Cell Stem Cell. 2014 Apr 3;14(4):512-22. doi: 10.1016/j.stem.2014.01.001. Epub 2014 Feb 13.
Tet-mediated DNA oxidation is a recently identified mammalian epigenetic modification, and its functional role in cell-fate transitions remains poorly understood. Here, we derive mouse embryonic fibroblasts (MEFs) deleted in all three Tet genes and examine their capacity for reprogramming into induced pluripotent stem cells (iPSCs). We show that Tet-deficient MEFs cannot be reprogrammed because of a block in the mesenchymal-to-epithelial transition (MET) step. Reprogramming of MEFs deficient in TDG is similarly impaired. The block in reprogramming is caused at least in part by defective activation of key miRNAs, which depends on oxidative demethylation promoted by Tet and TDG. Reintroduction of either the affected miRNAs or catalytically active Tet and TDG restores reprogramming in the knockout MEFs. Thus, oxidative demethylation to promote gene activation appears to be functionally required for reprogramming of fibroblasts to pluripotency. These findings provide mechanistic insight into the role of epigenetic barriers in cell-lineage conversion.

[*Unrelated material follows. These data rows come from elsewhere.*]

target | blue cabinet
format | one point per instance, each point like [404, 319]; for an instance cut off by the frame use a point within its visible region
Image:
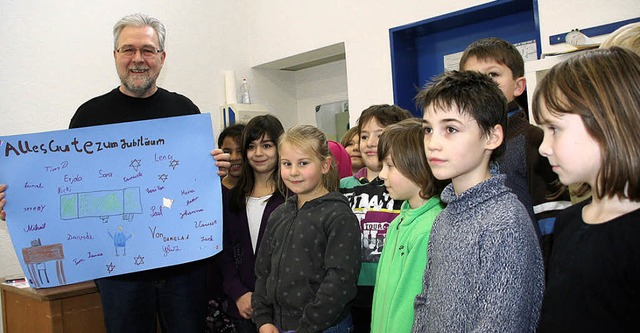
[417, 49]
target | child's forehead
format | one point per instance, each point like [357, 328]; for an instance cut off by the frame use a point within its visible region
[475, 61]
[372, 123]
[437, 112]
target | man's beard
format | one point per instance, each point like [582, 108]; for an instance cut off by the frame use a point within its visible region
[138, 89]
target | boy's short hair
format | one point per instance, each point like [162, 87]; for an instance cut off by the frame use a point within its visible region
[385, 114]
[601, 86]
[498, 50]
[474, 94]
[404, 143]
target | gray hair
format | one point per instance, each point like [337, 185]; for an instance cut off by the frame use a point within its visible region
[139, 20]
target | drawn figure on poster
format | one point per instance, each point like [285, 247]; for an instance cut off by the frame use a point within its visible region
[120, 240]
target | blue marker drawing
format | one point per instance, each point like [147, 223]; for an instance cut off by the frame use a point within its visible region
[102, 204]
[93, 195]
[120, 240]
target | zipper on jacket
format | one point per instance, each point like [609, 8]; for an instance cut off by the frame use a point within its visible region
[280, 262]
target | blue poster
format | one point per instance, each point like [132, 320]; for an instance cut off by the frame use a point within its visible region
[108, 200]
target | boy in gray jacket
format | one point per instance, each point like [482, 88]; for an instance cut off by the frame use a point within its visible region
[484, 272]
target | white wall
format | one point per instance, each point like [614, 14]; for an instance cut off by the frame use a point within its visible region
[363, 25]
[57, 55]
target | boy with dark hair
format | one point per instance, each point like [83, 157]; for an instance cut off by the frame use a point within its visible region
[370, 201]
[529, 175]
[484, 270]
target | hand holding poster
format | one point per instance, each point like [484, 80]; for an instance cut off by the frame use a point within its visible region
[107, 200]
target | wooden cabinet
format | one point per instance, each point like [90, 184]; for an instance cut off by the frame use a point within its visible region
[69, 309]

Tet 介导的 DNA 氧化是最近发现的哺乳动物表观遗传修饰,其在细胞命运转变中的功能作用仍知之甚少。在这里,我们获得了三种 Tet 基因均缺失的小鼠胚胎成纤维细胞(MEFs),并研究了它们重编程为诱导多能干细胞(iPSCs)的能力。我们发现 Tet 缺陷型 MEFs 由于间充质向上皮转化(MET)步骤的阻断而无法被重编程。TDG 缺陷的 MEFs 的重编程也受到类似的阻碍。重编程的阻断至少部分是由于关键 miRNA 的激活缺陷所致,这依赖于 Tet 和 TDG 促进的氧化去甲基化。受影响的 miRNA 或催化活性 Tet 和 TDG 的重新引入可恢复敲除 MEFs 中的重编程。因此,促进基因激活的氧化去甲基化似乎是将成纤维细胞重编程为多能性所必需的功能。这些发现为表观遗传障碍在细胞谱系转换中的作用提供了机制上的见解。